The particle will be moving in these coordinates. It can't be stationary, or it wouldn't be following a timelike world line. Energy is measured by such a particle, and the amount measured depends on the relation between the particles 4-momentum and the photon's 4-momentum (which is perfectly well defined in such coordinates; it is just no longer (E,p) in these coordinates.). In the terms I explained in my last post, the particle's world line defines a timelike tangent vector. The dot product of the photon 4-momentum with this is the energy the particle will measure for the photon. Particles with different motion would measure different energy for the photon. None could measure zero because none can be stationary in these coordinates (at the photon radius).

[Note, in relation to Nugatory's points: I am, for the sake of discussion, willing to use the 'geometric optics' classical picture of a photon as following a null path, and having a 4-momentum. This is not accurate, but is an adequate idealization for some purposes.]

[addendum: For an example, if you use simple coordinates in which a light moving in the +x direction maintains constant u coordinate, you have (for example):

u= x-t (c=1, of course)
t' = t (I won't distinguish t' and t from here on)

The metric becomes ds^2 = du^2 + 2 dudt. The 4 momentum (E,p) transforms to (E,p-E). A 'photon' in these coordinates would have 4 momentum of (E,0), with a norm of zero per the metric as expected. If you apply the metric based norm to (E,p-E) you get√( P^2 - E^2), as expected (for the metric signature I chose; the other one would give √(E^2 - P^2)), showing this quantity is invariant. Your rotating coordinates would be more complex, but they would have the same basic features: a non-trivial metric, a funny looking 4-momentum for the photon; but the expected result of computing the energy of the photon measured by any particle. ]

Last edited: Feb 18, 2014
11. Feb 19, 2014

### Ookke

Thanks for posts #6 and #10, I'm trying to understand these ideas but it's a bit advanced for me. To simplify and get me on the right track, which one of these (if either) is closer to what you had in mind:

a) The photon is not stationary. Any coordinate system we try to use fails to keep the photon at constant position (constant direction and distance) relative to the rocket.

b) It is stationary, meaning that there is a coordinate system that does the job, but this coordinate system is so exotic, that being stationary in these coordinates does not imply that the photon energy is zero.

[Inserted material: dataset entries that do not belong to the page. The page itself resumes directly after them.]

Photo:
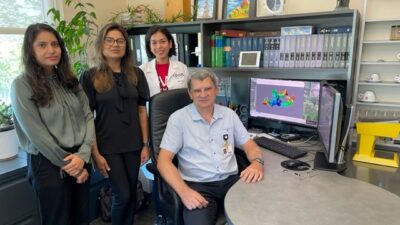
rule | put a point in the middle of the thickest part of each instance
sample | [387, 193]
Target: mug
[374, 77]
[367, 96]
[397, 78]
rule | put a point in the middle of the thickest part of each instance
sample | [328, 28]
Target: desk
[308, 198]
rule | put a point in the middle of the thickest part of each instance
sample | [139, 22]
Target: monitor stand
[321, 163]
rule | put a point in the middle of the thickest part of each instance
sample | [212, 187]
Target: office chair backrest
[162, 105]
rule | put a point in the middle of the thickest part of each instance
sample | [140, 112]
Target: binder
[320, 50]
[292, 50]
[181, 47]
[314, 50]
[282, 52]
[190, 42]
[331, 50]
[176, 57]
[213, 50]
[219, 51]
[298, 51]
[227, 53]
[307, 61]
[277, 51]
[271, 57]
[233, 33]
[267, 48]
[338, 49]
[325, 51]
[344, 48]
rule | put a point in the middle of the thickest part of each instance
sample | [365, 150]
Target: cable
[343, 145]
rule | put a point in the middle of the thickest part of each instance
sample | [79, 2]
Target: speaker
[242, 111]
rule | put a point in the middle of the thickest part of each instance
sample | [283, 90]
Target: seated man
[203, 135]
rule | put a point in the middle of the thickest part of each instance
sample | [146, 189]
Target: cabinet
[239, 76]
[378, 54]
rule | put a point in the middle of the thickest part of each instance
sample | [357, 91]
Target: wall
[103, 11]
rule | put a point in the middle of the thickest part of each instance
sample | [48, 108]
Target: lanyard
[163, 85]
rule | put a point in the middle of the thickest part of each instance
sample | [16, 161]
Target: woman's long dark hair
[42, 93]
[103, 76]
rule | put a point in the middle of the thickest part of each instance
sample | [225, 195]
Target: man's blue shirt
[205, 151]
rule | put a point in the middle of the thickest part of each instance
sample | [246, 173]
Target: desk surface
[308, 198]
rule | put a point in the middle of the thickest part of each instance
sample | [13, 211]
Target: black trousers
[215, 193]
[123, 178]
[62, 201]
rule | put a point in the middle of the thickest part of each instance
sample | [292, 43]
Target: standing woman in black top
[118, 92]
[54, 126]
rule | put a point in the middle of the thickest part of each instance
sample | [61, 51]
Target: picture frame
[239, 9]
[270, 7]
[249, 59]
[206, 9]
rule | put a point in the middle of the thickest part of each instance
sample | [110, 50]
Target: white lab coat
[177, 76]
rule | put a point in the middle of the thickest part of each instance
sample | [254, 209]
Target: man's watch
[146, 144]
[259, 160]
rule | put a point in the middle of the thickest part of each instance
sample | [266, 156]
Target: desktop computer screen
[292, 101]
[329, 127]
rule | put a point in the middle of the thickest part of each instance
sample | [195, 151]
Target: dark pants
[62, 201]
[123, 176]
[215, 193]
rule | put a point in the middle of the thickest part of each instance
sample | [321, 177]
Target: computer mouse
[294, 164]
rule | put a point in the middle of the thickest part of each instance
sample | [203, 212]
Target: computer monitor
[291, 101]
[329, 128]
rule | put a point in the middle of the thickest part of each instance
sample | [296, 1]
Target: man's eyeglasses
[111, 41]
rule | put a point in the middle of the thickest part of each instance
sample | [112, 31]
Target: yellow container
[366, 148]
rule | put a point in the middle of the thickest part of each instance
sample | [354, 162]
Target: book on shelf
[233, 33]
[219, 51]
[314, 50]
[298, 52]
[272, 33]
[190, 42]
[212, 51]
[343, 50]
[334, 30]
[282, 52]
[277, 51]
[272, 52]
[228, 53]
[292, 50]
[296, 30]
[337, 49]
[325, 51]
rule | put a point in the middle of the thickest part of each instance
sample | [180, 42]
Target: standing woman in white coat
[161, 72]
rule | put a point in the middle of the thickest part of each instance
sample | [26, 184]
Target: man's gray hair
[201, 74]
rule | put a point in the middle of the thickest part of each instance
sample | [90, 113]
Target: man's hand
[144, 155]
[74, 165]
[102, 165]
[82, 176]
[253, 173]
[193, 199]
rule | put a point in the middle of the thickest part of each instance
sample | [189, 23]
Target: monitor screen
[329, 122]
[290, 101]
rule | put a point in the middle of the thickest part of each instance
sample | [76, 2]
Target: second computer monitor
[291, 101]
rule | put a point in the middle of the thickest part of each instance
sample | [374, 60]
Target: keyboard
[280, 147]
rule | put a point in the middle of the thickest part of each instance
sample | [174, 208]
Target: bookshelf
[377, 53]
[239, 76]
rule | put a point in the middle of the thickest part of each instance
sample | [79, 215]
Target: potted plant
[8, 138]
[78, 32]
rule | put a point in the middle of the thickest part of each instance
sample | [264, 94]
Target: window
[15, 17]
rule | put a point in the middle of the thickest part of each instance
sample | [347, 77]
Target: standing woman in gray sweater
[55, 127]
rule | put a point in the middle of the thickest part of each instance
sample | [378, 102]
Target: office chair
[162, 105]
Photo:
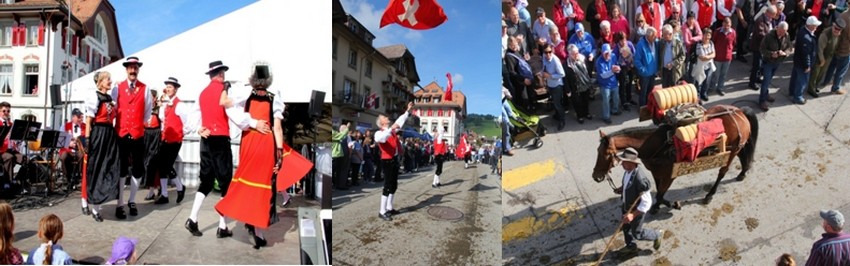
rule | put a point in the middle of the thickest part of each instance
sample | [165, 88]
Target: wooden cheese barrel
[670, 97]
[687, 133]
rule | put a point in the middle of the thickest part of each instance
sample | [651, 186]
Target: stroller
[526, 127]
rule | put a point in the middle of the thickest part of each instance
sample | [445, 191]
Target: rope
[610, 241]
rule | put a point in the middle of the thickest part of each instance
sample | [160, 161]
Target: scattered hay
[752, 223]
[728, 208]
[796, 153]
[729, 251]
[662, 261]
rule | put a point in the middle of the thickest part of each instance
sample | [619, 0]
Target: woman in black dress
[102, 163]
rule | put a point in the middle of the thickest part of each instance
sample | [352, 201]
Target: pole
[610, 241]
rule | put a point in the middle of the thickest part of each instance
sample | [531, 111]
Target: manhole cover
[445, 213]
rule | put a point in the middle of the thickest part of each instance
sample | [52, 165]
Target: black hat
[132, 60]
[215, 65]
[173, 81]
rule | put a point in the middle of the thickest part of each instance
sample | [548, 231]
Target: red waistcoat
[389, 149]
[131, 110]
[172, 131]
[213, 116]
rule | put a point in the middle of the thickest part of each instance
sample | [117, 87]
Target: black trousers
[216, 164]
[131, 152]
[390, 176]
[439, 160]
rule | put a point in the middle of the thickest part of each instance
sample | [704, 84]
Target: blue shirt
[555, 69]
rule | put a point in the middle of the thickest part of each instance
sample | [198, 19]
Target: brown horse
[741, 127]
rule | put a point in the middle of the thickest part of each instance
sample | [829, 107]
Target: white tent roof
[293, 40]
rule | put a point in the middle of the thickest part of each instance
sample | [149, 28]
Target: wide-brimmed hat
[215, 65]
[629, 155]
[132, 60]
[173, 81]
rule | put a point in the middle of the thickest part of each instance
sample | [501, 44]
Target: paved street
[159, 229]
[415, 237]
[554, 213]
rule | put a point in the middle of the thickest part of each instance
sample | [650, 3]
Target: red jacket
[561, 20]
[213, 116]
[131, 110]
[724, 44]
[172, 131]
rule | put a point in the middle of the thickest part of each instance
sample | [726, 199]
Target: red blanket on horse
[707, 132]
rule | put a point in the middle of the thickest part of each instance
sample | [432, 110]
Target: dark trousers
[635, 230]
[580, 103]
[132, 153]
[755, 70]
[439, 160]
[216, 164]
[390, 176]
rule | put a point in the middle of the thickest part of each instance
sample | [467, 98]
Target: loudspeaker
[56, 94]
[317, 103]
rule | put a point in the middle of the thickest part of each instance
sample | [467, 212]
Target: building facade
[368, 81]
[45, 44]
[434, 111]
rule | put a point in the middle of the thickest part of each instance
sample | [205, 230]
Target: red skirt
[250, 197]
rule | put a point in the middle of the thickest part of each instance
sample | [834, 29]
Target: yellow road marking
[528, 174]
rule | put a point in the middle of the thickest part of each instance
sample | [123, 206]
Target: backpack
[524, 68]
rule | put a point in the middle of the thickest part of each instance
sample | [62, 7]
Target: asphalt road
[416, 237]
[554, 213]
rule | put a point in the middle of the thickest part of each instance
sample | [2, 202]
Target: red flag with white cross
[414, 14]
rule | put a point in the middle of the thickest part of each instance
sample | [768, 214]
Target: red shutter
[73, 45]
[41, 33]
[22, 35]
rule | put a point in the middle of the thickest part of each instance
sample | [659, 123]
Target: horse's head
[606, 157]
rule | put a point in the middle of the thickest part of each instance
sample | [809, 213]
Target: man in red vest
[216, 105]
[70, 156]
[439, 152]
[390, 147]
[133, 103]
[174, 115]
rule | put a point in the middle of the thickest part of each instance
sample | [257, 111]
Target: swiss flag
[294, 167]
[449, 89]
[414, 14]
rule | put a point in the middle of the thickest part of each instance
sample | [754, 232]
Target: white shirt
[645, 197]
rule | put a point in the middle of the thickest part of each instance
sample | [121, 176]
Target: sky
[145, 23]
[467, 45]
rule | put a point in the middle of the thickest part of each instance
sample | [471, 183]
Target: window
[6, 79]
[348, 87]
[334, 47]
[30, 80]
[6, 34]
[99, 31]
[32, 34]
[352, 59]
[369, 68]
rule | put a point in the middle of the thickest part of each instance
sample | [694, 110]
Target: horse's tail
[750, 147]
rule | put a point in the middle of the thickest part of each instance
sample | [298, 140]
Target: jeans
[768, 69]
[645, 86]
[799, 79]
[557, 95]
[607, 94]
[719, 77]
[702, 87]
[837, 67]
[754, 71]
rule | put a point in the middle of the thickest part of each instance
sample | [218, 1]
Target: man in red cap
[133, 103]
[217, 108]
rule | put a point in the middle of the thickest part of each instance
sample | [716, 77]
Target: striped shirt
[832, 249]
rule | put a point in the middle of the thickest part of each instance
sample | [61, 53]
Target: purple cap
[122, 250]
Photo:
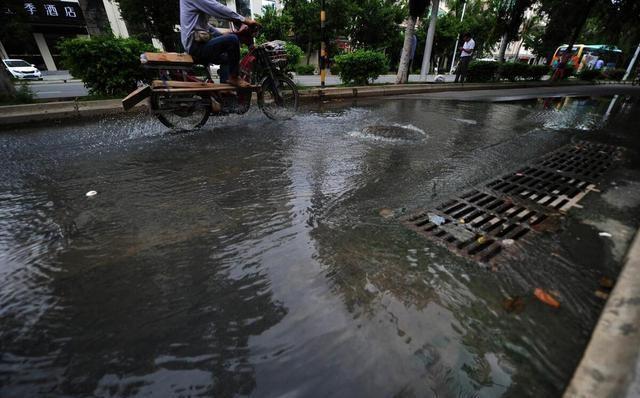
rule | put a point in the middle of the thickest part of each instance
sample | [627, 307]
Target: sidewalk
[610, 366]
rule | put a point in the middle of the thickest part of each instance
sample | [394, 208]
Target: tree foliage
[106, 64]
[275, 26]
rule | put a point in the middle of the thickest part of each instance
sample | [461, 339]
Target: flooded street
[268, 258]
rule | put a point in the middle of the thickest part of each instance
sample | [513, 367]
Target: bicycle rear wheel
[278, 99]
[181, 111]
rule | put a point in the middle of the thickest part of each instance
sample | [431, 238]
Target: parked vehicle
[21, 69]
[181, 100]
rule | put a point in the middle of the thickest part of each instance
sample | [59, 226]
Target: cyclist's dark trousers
[461, 70]
[223, 49]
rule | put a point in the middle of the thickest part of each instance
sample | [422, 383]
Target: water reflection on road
[252, 257]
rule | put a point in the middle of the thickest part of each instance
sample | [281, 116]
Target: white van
[21, 69]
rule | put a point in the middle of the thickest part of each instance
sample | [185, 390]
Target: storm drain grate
[476, 225]
[480, 223]
[543, 187]
[584, 160]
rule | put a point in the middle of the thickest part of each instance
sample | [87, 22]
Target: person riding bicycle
[205, 43]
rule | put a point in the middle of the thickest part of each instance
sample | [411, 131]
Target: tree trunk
[503, 46]
[405, 58]
[7, 90]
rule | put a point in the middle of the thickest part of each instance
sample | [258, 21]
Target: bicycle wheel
[278, 99]
[181, 111]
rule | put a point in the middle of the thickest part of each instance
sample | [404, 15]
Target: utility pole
[633, 62]
[428, 46]
[323, 46]
[455, 48]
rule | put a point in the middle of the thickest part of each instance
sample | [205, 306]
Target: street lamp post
[323, 46]
[455, 48]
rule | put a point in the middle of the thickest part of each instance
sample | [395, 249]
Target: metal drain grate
[543, 187]
[480, 223]
[584, 160]
[477, 224]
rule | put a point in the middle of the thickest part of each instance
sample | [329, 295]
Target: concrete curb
[41, 112]
[610, 365]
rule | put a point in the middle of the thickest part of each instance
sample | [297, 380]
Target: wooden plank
[135, 97]
[218, 87]
[178, 84]
[169, 58]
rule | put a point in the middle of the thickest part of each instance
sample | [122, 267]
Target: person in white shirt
[466, 51]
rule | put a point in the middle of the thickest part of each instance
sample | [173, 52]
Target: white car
[21, 69]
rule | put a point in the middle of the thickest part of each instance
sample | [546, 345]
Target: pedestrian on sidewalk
[466, 52]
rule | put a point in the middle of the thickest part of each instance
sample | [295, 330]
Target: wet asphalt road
[267, 258]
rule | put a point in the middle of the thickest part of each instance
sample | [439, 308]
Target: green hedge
[361, 66]
[305, 69]
[589, 74]
[106, 64]
[482, 71]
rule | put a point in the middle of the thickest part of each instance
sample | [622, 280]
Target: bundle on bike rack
[277, 53]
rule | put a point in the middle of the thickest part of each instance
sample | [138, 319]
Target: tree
[375, 23]
[416, 9]
[155, 18]
[509, 15]
[274, 25]
[305, 15]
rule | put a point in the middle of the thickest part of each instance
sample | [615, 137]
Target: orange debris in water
[546, 298]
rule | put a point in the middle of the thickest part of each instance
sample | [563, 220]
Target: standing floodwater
[268, 258]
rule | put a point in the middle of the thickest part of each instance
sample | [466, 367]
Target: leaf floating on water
[513, 304]
[605, 282]
[436, 219]
[546, 298]
[386, 213]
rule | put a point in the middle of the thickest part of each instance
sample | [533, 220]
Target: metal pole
[323, 46]
[455, 48]
[428, 46]
[633, 61]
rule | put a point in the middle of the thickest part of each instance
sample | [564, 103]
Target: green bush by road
[106, 64]
[361, 66]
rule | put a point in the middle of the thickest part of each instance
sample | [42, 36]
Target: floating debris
[513, 304]
[546, 298]
[436, 219]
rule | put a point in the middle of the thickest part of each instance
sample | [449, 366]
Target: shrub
[615, 74]
[108, 65]
[361, 66]
[305, 69]
[513, 71]
[589, 74]
[482, 71]
[537, 71]
[294, 53]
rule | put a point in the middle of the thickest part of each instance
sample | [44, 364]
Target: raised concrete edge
[609, 366]
[42, 112]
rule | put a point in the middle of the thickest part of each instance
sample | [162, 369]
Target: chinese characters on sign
[50, 10]
[30, 8]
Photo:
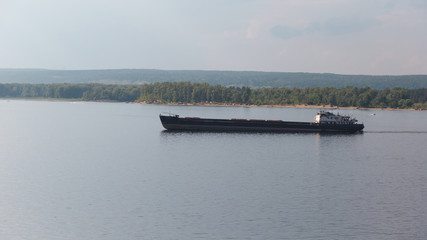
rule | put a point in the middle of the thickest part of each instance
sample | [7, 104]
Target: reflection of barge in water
[323, 122]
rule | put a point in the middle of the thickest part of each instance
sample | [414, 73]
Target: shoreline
[298, 106]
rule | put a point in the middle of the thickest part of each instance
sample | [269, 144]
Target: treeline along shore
[203, 93]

[I'm still visualizing the photon as a particle, although Nugatory (for good reasons I'm sure) was against it, but it's common in layman discussions about relativity and PAllen gave a kind of permission to do this in #10]

12. Feb 19, 2014

### PAllen

(b) is mostly accurate. A key point is that a photon does not have energy as an intrinsic property (in the way rest mass is intrinsic to massive particle). Instead, in all cases, a photon's energy is only defined in reference to a particle it interacts with. Given two identically prepared photons moving in parallel, if two particles with with relative speed between them interact with the two photons, they will measure different energy. This is all normal, and coordinate independent (that is, this would be true, in Minkowski coordinates). So, a more precise statement is: even though a photon is stationary in these coordinates, it still has a defined energy in relation to any particle that might interact with it.